DALI
DALI copied to clipboard
How to use ExternalSourcePipeline for distributed training
from nvidia.dali.plugin.pytorch import DALIGenericIterator
from nvidia.dali.plugin.pytorch import LastBatchPolicy
class ExternalInputIterator(object):
def __init__(self, batch_size, device_id, num_gpus):
self.images_dir = ""
self.batch_size = batch_size
with open(self.images_dir + "ILSVRC2012_img_val.txt", 'r') as f:
self.files = [line.rstrip() for line in f if line is not '']
# whole data set size
self.data_set_len = len(self.files)
# based on the device_id and total number of GPUs - world size
# get proper shard
self.files = self.files[self.data_set_len * device_id // num_gpus:
self.data_set_len * (device_id + 1) // num_gpus]
self.n = len(self.files)
def __iter__(self):
self.i = 0
shuffle(self.files)
return self
def __next__(self):
batch = []
labels = []
jpeg_filenames = []
if self.i >= self.n:
self.__iter__()
raise StopIteration
for _ in range(self.batch_size):
jpeg_filename, label = self.files[self.i % self.n].split(' ')
batch.append(np.fromfile(self.images_dir + jpeg_filename, dtype = np.uint8)) # we can use numpy
labels.append(torch.tensor([int(label)], dtype = torch.uint8)) # or PyTorch's native tensors
jpeg_filenames.append(np.fromstring(jpeg_filename, dtype=np.uint8))
self.i += 1
return (batch, labels, jpeg_filenames)
def __len__(self):
return self.data_set_len
next = __next__
def ExternalSourcePipeline(batch_size, num_threads, device_id, external_data):
pipe = Pipeline(batch_size, num_threads, device_id)
with pipe:
jpegs, labels, jpeg_filenames = fn.external_source(source=external_data, num_outputs=3)
images = fn.decoders.image(jpegs,
device="mixed",
output_type=types.RGB)
images = fn.resize(images,
device="gpu",
size=224,
mode="not_smaller",
interp_type=types.INTERP_TRIANGULAR)
mirror = False
crop=224
images = fn.crop_mirror_normalize(images.gpu(),
dtype=types.FLOAT,
output_layout="CHW",
crop=(crop, crop),
mean=[0.485 * 255, 0.456 * 255, 0.406 * 255],
std=[0.229 * 255, 0.224 * 255, 0.225 * 255],
mirror=mirror)
# images = fn.cast(images, dtype=types.UINT8)
# labels = labels.gpu()
# self.cast = ops.Cast(device="gpu", dtype=types.UINT8)
pipe.set_outputs(images, labels, jpeg_filenames)
return pipe
eii = ExternalInputIterator(batch_size, 0, 1)
pipe = ExternalSourcePipeline(batch_size=batch_size,
num_threads=2,
device_id=0,
external_data=eii)
pii = DALIGenericIterator(pipe,
['data', 'label', 'path'],
last_batch_policy=LastBatchPolicy.PARTIAL)
for e in range(epochs):
for i, data in enumerate(pii):
print("epoch: {}, iter {}, real batch size: {}".format(e, i, len(data[0]["data"])))
# print (len(data[0]["path"]), len(data[0]["label"]))
# print ("".join([chr(item) for item in data[0]["path"][0]]), data[0]["label"])
pii.reset()
The shard_id
is not found in the fn.external_source function
@pawopawo Yes, it's not there.
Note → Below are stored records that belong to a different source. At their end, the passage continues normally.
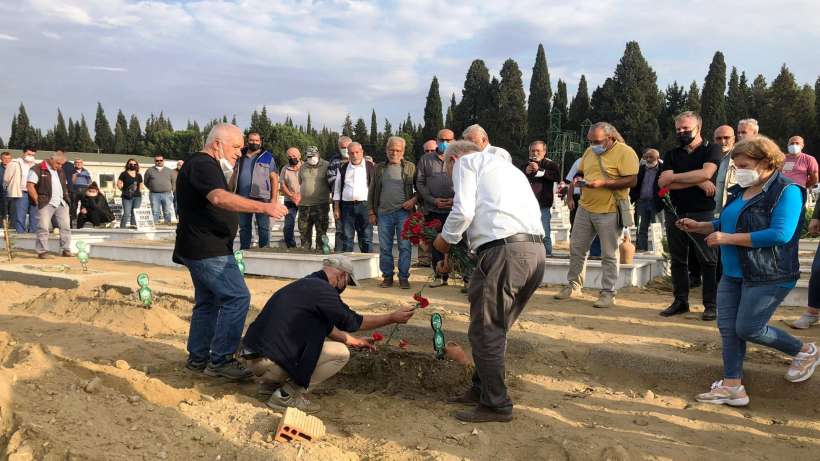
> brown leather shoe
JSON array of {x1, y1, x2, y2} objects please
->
[
  {"x1": 37, "y1": 252, "x2": 52, "y2": 259},
  {"x1": 454, "y1": 405, "x2": 513, "y2": 423},
  {"x1": 379, "y1": 276, "x2": 393, "y2": 288},
  {"x1": 61, "y1": 250, "x2": 72, "y2": 257},
  {"x1": 447, "y1": 388, "x2": 480, "y2": 405},
  {"x1": 399, "y1": 278, "x2": 410, "y2": 289}
]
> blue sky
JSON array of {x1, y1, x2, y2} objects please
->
[{"x1": 1, "y1": 0, "x2": 819, "y2": 143}]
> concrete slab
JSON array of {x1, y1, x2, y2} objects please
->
[{"x1": 541, "y1": 257, "x2": 653, "y2": 289}]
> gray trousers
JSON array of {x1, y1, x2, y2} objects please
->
[
  {"x1": 467, "y1": 241, "x2": 546, "y2": 412},
  {"x1": 36, "y1": 203, "x2": 71, "y2": 254},
  {"x1": 566, "y1": 206, "x2": 621, "y2": 293}
]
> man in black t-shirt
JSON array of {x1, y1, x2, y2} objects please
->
[
  {"x1": 174, "y1": 123, "x2": 287, "y2": 381},
  {"x1": 658, "y1": 111, "x2": 722, "y2": 321},
  {"x1": 242, "y1": 256, "x2": 415, "y2": 413}
]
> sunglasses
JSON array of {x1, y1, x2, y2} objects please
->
[
  {"x1": 424, "y1": 149, "x2": 437, "y2": 153},
  {"x1": 714, "y1": 136, "x2": 734, "y2": 141},
  {"x1": 155, "y1": 160, "x2": 164, "y2": 163}
]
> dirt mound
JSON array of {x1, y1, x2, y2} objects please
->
[
  {"x1": 326, "y1": 348, "x2": 472, "y2": 399},
  {"x1": 12, "y1": 288, "x2": 189, "y2": 338}
]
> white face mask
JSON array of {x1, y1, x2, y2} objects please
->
[
  {"x1": 340, "y1": 148, "x2": 349, "y2": 159},
  {"x1": 734, "y1": 168, "x2": 760, "y2": 188},
  {"x1": 307, "y1": 156, "x2": 319, "y2": 166},
  {"x1": 645, "y1": 161, "x2": 658, "y2": 168},
  {"x1": 24, "y1": 155, "x2": 35, "y2": 163},
  {"x1": 787, "y1": 144, "x2": 802, "y2": 155}
]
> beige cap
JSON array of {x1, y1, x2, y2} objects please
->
[{"x1": 323, "y1": 256, "x2": 358, "y2": 286}]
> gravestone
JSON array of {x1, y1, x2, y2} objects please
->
[
  {"x1": 134, "y1": 207, "x2": 156, "y2": 230},
  {"x1": 109, "y1": 198, "x2": 123, "y2": 223}
]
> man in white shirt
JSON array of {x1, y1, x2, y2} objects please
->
[
  {"x1": 333, "y1": 142, "x2": 373, "y2": 252},
  {"x1": 26, "y1": 150, "x2": 72, "y2": 258},
  {"x1": 3, "y1": 147, "x2": 39, "y2": 233},
  {"x1": 433, "y1": 140, "x2": 546, "y2": 423},
  {"x1": 461, "y1": 124, "x2": 512, "y2": 163}
]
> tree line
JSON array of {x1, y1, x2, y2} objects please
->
[{"x1": 3, "y1": 41, "x2": 818, "y2": 167}]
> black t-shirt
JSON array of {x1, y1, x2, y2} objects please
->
[
  {"x1": 242, "y1": 271, "x2": 363, "y2": 388},
  {"x1": 118, "y1": 171, "x2": 143, "y2": 199},
  {"x1": 661, "y1": 142, "x2": 722, "y2": 213},
  {"x1": 172, "y1": 153, "x2": 239, "y2": 262}
]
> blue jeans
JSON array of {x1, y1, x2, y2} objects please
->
[
  {"x1": 717, "y1": 276, "x2": 803, "y2": 379},
  {"x1": 540, "y1": 207, "x2": 553, "y2": 256},
  {"x1": 341, "y1": 201, "x2": 372, "y2": 252},
  {"x1": 181, "y1": 255, "x2": 251, "y2": 366},
  {"x1": 634, "y1": 198, "x2": 658, "y2": 251},
  {"x1": 239, "y1": 212, "x2": 270, "y2": 249},
  {"x1": 283, "y1": 201, "x2": 298, "y2": 248},
  {"x1": 149, "y1": 191, "x2": 174, "y2": 224},
  {"x1": 13, "y1": 195, "x2": 38, "y2": 233},
  {"x1": 377, "y1": 209, "x2": 411, "y2": 279},
  {"x1": 120, "y1": 196, "x2": 141, "y2": 227}
]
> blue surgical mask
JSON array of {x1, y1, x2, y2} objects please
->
[
  {"x1": 591, "y1": 144, "x2": 606, "y2": 155},
  {"x1": 437, "y1": 141, "x2": 449, "y2": 153}
]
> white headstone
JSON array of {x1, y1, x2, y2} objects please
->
[{"x1": 134, "y1": 207, "x2": 156, "y2": 230}]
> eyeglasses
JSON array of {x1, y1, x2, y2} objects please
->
[
  {"x1": 424, "y1": 149, "x2": 437, "y2": 153},
  {"x1": 155, "y1": 160, "x2": 164, "y2": 163},
  {"x1": 714, "y1": 136, "x2": 734, "y2": 141}
]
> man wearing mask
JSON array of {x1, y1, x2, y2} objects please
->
[
  {"x1": 554, "y1": 123, "x2": 639, "y2": 309},
  {"x1": 279, "y1": 148, "x2": 302, "y2": 248},
  {"x1": 462, "y1": 125, "x2": 512, "y2": 163},
  {"x1": 298, "y1": 147, "x2": 331, "y2": 251},
  {"x1": 3, "y1": 147, "x2": 39, "y2": 233},
  {"x1": 416, "y1": 129, "x2": 456, "y2": 286},
  {"x1": 26, "y1": 150, "x2": 72, "y2": 258},
  {"x1": 657, "y1": 111, "x2": 722, "y2": 321},
  {"x1": 174, "y1": 123, "x2": 287, "y2": 380},
  {"x1": 144, "y1": 154, "x2": 176, "y2": 225},
  {"x1": 781, "y1": 136, "x2": 818, "y2": 190},
  {"x1": 70, "y1": 158, "x2": 92, "y2": 228},
  {"x1": 232, "y1": 133, "x2": 279, "y2": 249},
  {"x1": 328, "y1": 136, "x2": 352, "y2": 252},
  {"x1": 413, "y1": 139, "x2": 438, "y2": 268},
  {"x1": 629, "y1": 148, "x2": 663, "y2": 252},
  {"x1": 737, "y1": 119, "x2": 759, "y2": 141},
  {"x1": 0, "y1": 152, "x2": 12, "y2": 227},
  {"x1": 523, "y1": 140, "x2": 560, "y2": 256},
  {"x1": 333, "y1": 142, "x2": 373, "y2": 253}
]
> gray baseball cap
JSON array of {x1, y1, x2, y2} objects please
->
[
  {"x1": 323, "y1": 256, "x2": 358, "y2": 286},
  {"x1": 305, "y1": 146, "x2": 319, "y2": 157}
]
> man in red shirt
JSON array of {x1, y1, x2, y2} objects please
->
[{"x1": 782, "y1": 136, "x2": 818, "y2": 189}]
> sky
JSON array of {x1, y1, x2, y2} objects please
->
[{"x1": 1, "y1": 0, "x2": 819, "y2": 143}]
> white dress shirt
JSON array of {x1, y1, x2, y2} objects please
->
[
  {"x1": 483, "y1": 145, "x2": 512, "y2": 163},
  {"x1": 333, "y1": 161, "x2": 369, "y2": 201},
  {"x1": 442, "y1": 151, "x2": 543, "y2": 251}
]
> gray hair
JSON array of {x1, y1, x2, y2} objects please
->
[
  {"x1": 674, "y1": 111, "x2": 702, "y2": 127},
  {"x1": 51, "y1": 150, "x2": 66, "y2": 161},
  {"x1": 737, "y1": 118, "x2": 759, "y2": 133},
  {"x1": 462, "y1": 124, "x2": 488, "y2": 141},
  {"x1": 348, "y1": 141, "x2": 363, "y2": 151},
  {"x1": 443, "y1": 140, "x2": 481, "y2": 163},
  {"x1": 385, "y1": 136, "x2": 405, "y2": 150},
  {"x1": 338, "y1": 135, "x2": 352, "y2": 146},
  {"x1": 529, "y1": 140, "x2": 547, "y2": 150},
  {"x1": 642, "y1": 148, "x2": 660, "y2": 157},
  {"x1": 205, "y1": 123, "x2": 240, "y2": 147},
  {"x1": 589, "y1": 122, "x2": 625, "y2": 143}
]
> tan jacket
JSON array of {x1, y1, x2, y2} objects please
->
[{"x1": 2, "y1": 158, "x2": 29, "y2": 198}]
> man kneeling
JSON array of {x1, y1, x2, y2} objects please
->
[{"x1": 241, "y1": 256, "x2": 415, "y2": 414}]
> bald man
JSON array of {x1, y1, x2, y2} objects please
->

It's a limitation, but you can always make shard_id a member of the source - if you use an iterator, like in this example, you need to have multiple instances of it anyway (one per pipeline) - you can embed the shard_id in the iterator, so and make each instance traverse only one shard.
If you use a callable as the source
argument, you can make it stateful, for example by using a lambda - again, making it shard-aware.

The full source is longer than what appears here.